Status
Current state: "Under Discussion"
Discussion thread: here (<- link to https://mail-archives.apache.org/mod_mbox/flink-dev/)
JIRA: here (<- link to https://issues.apache.org/jira/browse/FLINK-XXXX)
Released: TBD
Please keep the discussion on the mailing list rather than commenting on the wiki (wiki discussions get unwieldy fast).
Motivation
FLIP-36 proposes a new programming paradigm where jobs are built incrementally by the user.
To support this in an efficient manner the partition life-cycle should be extended to support the notion of global partitions, which are partitions that can exist beyond the life-time of a job.
These partitions could then be re-used by subsequent jobs in a fairly efficient manner, as they don't have to persisted to an external storage first and consuming tasks could be scheduled to exploit data-locality.

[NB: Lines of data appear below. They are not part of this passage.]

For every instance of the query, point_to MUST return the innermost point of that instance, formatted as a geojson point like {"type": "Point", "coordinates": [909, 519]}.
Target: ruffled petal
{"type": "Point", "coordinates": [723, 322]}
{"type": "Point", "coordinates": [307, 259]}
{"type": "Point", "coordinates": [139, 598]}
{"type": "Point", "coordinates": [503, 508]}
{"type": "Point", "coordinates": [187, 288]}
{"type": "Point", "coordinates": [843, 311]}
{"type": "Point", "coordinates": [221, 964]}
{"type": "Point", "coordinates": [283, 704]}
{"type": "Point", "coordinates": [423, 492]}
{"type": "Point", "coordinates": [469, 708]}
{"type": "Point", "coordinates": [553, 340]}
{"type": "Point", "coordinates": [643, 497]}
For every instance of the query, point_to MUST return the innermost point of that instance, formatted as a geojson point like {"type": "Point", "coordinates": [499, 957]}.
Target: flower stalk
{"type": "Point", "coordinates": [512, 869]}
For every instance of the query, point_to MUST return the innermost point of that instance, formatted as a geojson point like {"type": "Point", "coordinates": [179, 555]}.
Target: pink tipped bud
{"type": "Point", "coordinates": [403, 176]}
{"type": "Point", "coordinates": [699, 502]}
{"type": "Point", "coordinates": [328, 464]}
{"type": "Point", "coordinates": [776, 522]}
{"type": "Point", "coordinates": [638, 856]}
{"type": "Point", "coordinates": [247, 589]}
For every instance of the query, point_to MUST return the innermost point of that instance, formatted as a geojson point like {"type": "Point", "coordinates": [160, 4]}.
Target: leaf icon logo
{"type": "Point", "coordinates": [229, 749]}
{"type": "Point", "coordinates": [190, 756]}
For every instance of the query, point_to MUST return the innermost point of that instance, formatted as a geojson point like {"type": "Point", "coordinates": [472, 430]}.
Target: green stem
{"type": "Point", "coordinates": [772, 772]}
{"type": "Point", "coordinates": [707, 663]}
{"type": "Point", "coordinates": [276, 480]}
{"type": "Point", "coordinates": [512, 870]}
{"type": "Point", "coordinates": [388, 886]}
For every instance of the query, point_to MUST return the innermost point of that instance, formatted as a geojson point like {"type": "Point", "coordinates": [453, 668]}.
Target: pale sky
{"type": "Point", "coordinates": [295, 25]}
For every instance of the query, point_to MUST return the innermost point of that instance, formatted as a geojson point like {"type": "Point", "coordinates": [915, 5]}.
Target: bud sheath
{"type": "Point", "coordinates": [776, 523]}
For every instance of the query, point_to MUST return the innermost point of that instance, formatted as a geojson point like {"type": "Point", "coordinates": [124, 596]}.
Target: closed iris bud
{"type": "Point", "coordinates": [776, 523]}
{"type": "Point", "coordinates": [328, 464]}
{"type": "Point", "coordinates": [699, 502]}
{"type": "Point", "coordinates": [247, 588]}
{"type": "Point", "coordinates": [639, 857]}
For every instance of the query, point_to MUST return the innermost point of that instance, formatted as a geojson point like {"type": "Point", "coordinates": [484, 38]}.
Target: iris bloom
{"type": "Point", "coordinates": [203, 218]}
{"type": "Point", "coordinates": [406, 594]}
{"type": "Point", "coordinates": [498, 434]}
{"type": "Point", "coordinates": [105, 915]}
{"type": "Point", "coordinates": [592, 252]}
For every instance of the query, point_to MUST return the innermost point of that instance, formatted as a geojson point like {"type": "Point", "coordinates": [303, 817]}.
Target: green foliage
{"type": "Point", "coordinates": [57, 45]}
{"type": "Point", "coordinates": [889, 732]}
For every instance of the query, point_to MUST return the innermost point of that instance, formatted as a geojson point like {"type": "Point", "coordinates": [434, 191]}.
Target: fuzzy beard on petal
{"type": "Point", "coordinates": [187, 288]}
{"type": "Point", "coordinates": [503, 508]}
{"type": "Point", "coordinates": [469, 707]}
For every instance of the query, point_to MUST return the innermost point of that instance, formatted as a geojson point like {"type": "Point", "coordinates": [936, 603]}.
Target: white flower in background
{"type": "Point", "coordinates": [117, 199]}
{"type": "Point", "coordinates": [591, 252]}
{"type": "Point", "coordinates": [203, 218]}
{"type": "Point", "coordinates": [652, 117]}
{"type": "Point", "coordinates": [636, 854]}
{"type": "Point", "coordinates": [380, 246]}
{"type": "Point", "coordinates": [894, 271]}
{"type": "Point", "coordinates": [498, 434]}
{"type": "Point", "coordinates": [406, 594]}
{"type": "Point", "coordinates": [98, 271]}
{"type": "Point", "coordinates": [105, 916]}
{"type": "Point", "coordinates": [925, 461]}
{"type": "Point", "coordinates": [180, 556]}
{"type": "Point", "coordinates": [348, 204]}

Note that this FLIP does not concern itself with the usage of global partitions, including client-side APIs, job-submission, scheduling and reading said partitions.
Terminology/Abbreviations
"Global partitions" denote partitions that exist beyond the lifetime of a job.
"Local partitions" denote partitions that only exist within the lifetime of a job.
"Promotion" denotes the process of marking a local partition as global.
"TE": TaskExecutor
"RM": ResourceManager
"JM": JobMaster
Public Interfaces
The REST API shall be extended to provide a listing of existing global partitions, and expose functionality for retrieving or deleting such a partition.
These calls operate on IntermediateDataSetID
s, identifying an IntermediateResult
which is a collection of all ResultPartitions
produced by a vertex.
This is in contrast to the majority of the internal partition lifecycle management, which operates on ResultPartitionIDs,
the reasoning being that there is likely no use-case for partially deleting/reading results, as this would be inherently difficult to model in our APIs (which usually hide the concept of sub-tasks).
METHOD | URL | Response | Response Code |
---|---|---|---|
GET | /partitions | { "partitions": [ | 200 OK |
GET | /partitions/:partitionid | { "partitions": [ | 200 OK |
DELETE | /partitions/:partitionid | { "request-id": "54321CBA" } | 202 ACCEPTED |
GET | /partitions/delete-requests/:request-id | { "id": "IN_PROGRESS"/"COMPLETED" } | 200 OK |
Proposed Changes
On a high level, the partition life-cycle must be modified so that
- TEs retain global partitions for successful jobs
- JobMasters hand the tracking information for global partitions to the ResourceManager
- the REST API needs to be extended to allow interactions with the ResourceManager
All changes are only relevant for cases where jobs finish successfully.
Details:
TaskExecutor
Currently, on job termination the JM sends a releasePartitions
RPC call to all TEs, releasing all blocking partitions they have stored for the respective job.
This RPC call must be extended to additionally pass a set of partitions to promote.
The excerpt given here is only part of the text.